4.1- La durabilité et la complexité de l'espace sociétal

Le développement durable en tant que « projet de société, choix pour la vie bonne et en commun sur Terre» (D. Pestre, 2011, p.32), arrive à point nommé dans un contexte de remise en cause du modèle de développement amorcé par l'humanité depuis le XVIIIème siècle et dont les conséquences laissent à désirer de nos jours. Systématisé par le rapport Brundtland, les implications des principes stipulés pour la mise en oeuvre de ce projet de société mettent en exergue le fait, tel que l'écrit D. Pestre (2011, p.34): « qu'il peut ici exister un grand fossé des promesses aux réalisations, des mots aux choses ». Cette situation qui handicape gravement l'évolution ou mieux la mise en oeuvre effective et efficace des principes de la durabilité, laisserait dire que le développement durable reste un idéal.

Par idéal, nous entendons ici ce que l'on pourrait souhaiter de mieux, ce qui est une construction de l'esprit et qui n'existe pas dans la réalité. C'est justement en ses principes que le développement durable pèche car il a une vision homogène de la vie et propose en conséquence une logique d'homogénéisation des actions durables. Or la réalité de nos sociétés est l'hétérogénéité dans les valeurs, les orientations, quelques fois même contradictoires.

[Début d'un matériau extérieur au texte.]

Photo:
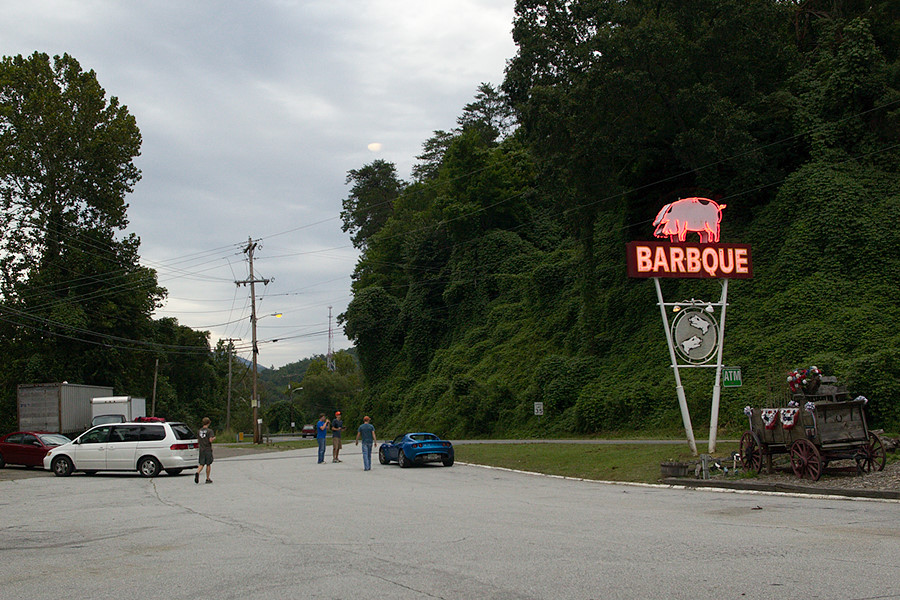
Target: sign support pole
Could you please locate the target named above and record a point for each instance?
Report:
(717, 387)
(679, 389)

D. Pestre (2011, p.33) écrit:

La situation à laquelle ce projet de développement durable fait face est que les sociétés dans lesquelles il s'inscrit ne sont pas réglées par le principe unique qu'il met en avant, mais par des principes, des intérêts et des modes de déploiement contradictoires et nombreux.

. C'est en ce sens que l'on peut comprendre l'attitude du Brésil par rapport aux idéaux

environnementaux ; pays ayant abrité « le sommet de la terre » et doté d'outils pour mettre en pratique les résolutions qui en ont découlé afin d'être pays pilote du développement durable a échoué. Le Plan d'Accélération de la Croissance (PAC) lancé par la présidente Dilma Rousseff vingt ans après « le sommet de la terre » témoigne une fois encore de la complexité de l'application des recommandations du développement durable. C. Aubertin (2012, p.46) écrit:

La posture du Brésil est paradoxale. Il apparaît comme un défenseur et un excellent médiateur de la cause environnementale sur la scène internationale. Il possède des outils de conservation exemplaires (code forestier, système national des unités de conservation, veille satellitaire, etc.), Alors que sa pratique est controversée quant à l'application de ces outils, les droits de ses populations indigènes et la violence entretenue par les propriétaires terriens -les fazendeiros réunis sous la bannière des « ruralistes ». Depuis l'arrivée à la présidence de Dilma Rousseff, initiatrice du très productiviste Plan d'Accélération de la Croissance (PAC), on observe une nette remise en cause des acquis environnementaux.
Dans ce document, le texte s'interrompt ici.